Rep. John Doolittle's (R-CA) wife, acting as his fundraiser, was getting a 15% cut
of contributions coming into his campaign. That sounds sketchy to us, but you never know in D.C., so we asked around to people who do know. The verdict: it sounds as bad to experts as it does to you. And a strong case can be made that Doolittle broke the law.
Neither Fred Wertheimer of Democracy 21
nor Naomi Seligman of CREW
could think of another example of a lawmaker's wife or other family member getting a cut of contributions, and it's not hard to figure why: because it sets off all sorts of warning bells. It is against the law for lawmakers to convert campaign money to personal use. And that's just what was going on here.

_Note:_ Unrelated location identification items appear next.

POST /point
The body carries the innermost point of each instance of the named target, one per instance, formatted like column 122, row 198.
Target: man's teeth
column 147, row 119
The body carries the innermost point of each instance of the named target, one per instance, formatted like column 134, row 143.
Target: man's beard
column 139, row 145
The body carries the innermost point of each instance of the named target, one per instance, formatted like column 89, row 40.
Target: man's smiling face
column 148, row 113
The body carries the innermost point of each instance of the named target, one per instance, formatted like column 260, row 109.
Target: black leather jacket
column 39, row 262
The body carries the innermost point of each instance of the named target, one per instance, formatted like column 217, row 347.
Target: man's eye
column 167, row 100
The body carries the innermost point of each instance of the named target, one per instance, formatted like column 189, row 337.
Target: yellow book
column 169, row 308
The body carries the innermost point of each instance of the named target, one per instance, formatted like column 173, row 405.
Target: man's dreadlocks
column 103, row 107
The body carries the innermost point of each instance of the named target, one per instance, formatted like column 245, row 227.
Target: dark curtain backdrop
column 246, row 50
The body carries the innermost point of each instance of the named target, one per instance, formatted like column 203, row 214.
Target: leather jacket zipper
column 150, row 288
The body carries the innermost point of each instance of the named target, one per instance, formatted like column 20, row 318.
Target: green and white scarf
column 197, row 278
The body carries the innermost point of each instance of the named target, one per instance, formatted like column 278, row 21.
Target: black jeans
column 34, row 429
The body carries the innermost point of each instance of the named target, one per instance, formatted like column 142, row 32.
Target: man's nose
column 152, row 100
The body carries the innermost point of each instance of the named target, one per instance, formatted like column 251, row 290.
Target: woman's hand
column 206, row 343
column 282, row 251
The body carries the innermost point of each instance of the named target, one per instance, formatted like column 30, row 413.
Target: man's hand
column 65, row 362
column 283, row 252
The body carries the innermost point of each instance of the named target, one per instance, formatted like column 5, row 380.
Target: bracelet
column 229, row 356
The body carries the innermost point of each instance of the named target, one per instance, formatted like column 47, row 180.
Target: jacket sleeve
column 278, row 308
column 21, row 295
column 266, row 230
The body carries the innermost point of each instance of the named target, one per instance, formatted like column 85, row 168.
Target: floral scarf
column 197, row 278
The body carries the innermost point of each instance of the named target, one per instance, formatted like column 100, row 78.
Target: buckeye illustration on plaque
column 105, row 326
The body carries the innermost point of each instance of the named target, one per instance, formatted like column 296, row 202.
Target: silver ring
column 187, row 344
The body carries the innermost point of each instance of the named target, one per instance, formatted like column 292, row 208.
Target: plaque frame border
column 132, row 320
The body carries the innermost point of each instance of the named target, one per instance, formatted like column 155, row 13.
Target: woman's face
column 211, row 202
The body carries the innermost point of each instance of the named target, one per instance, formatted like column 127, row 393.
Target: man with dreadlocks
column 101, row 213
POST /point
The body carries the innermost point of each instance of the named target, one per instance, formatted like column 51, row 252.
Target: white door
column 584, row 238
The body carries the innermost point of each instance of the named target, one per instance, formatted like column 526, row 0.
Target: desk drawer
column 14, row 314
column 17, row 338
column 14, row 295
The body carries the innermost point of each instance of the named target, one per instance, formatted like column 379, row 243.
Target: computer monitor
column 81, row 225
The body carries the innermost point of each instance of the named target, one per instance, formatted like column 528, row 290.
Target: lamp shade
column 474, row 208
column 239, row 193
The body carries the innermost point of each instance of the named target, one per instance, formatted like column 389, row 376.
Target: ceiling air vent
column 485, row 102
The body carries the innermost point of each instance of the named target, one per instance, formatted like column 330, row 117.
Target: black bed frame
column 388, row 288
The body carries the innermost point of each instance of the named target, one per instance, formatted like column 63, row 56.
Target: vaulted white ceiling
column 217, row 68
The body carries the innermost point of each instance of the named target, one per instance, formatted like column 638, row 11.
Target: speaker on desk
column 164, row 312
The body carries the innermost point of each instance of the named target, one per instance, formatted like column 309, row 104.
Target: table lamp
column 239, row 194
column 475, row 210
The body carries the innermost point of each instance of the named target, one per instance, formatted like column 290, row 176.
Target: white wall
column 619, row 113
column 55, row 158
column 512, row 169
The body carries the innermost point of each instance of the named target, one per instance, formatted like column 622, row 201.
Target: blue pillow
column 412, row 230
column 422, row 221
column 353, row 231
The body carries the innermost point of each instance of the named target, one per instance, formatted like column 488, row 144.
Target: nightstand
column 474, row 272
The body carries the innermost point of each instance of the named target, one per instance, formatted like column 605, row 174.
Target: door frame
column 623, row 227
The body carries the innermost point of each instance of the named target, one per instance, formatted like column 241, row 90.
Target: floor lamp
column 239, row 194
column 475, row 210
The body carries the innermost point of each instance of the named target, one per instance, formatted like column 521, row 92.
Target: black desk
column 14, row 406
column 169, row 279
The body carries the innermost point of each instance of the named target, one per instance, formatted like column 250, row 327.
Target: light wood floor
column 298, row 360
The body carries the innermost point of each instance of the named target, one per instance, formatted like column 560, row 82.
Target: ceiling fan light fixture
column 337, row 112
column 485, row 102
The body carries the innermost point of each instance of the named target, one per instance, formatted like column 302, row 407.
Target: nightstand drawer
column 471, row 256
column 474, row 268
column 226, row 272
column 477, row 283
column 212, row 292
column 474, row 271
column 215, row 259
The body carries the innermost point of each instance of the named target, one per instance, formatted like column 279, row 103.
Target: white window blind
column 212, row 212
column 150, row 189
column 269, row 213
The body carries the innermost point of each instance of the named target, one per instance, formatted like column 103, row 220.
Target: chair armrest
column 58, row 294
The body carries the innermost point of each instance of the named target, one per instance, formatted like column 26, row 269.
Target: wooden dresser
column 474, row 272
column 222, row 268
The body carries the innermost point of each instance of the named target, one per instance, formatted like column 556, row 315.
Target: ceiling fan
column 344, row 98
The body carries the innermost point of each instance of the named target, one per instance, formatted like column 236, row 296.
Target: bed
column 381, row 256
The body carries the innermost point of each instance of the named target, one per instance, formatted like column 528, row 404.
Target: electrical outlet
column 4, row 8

Now, as with all matters legal, it's more complicated than that. The FEC ruled
on a matter very similar to this one back in 2001, when Jesse Jackson, Jr. was seeking to use his wife for consulting work. And what the FEC said back then was that it was OK as long as his wife was paid the "fair market value" for her services.
In that case, Jackson's wife had plenty of experience. In this case, Doolittle's wife had no experience
. And she was being paid a 15% commission, which sounded high to Naomi Seligman.
So: no experience and she was being paid top dollar. Is that "fair market value?" Sounds like a pretty clear violation of the law to me.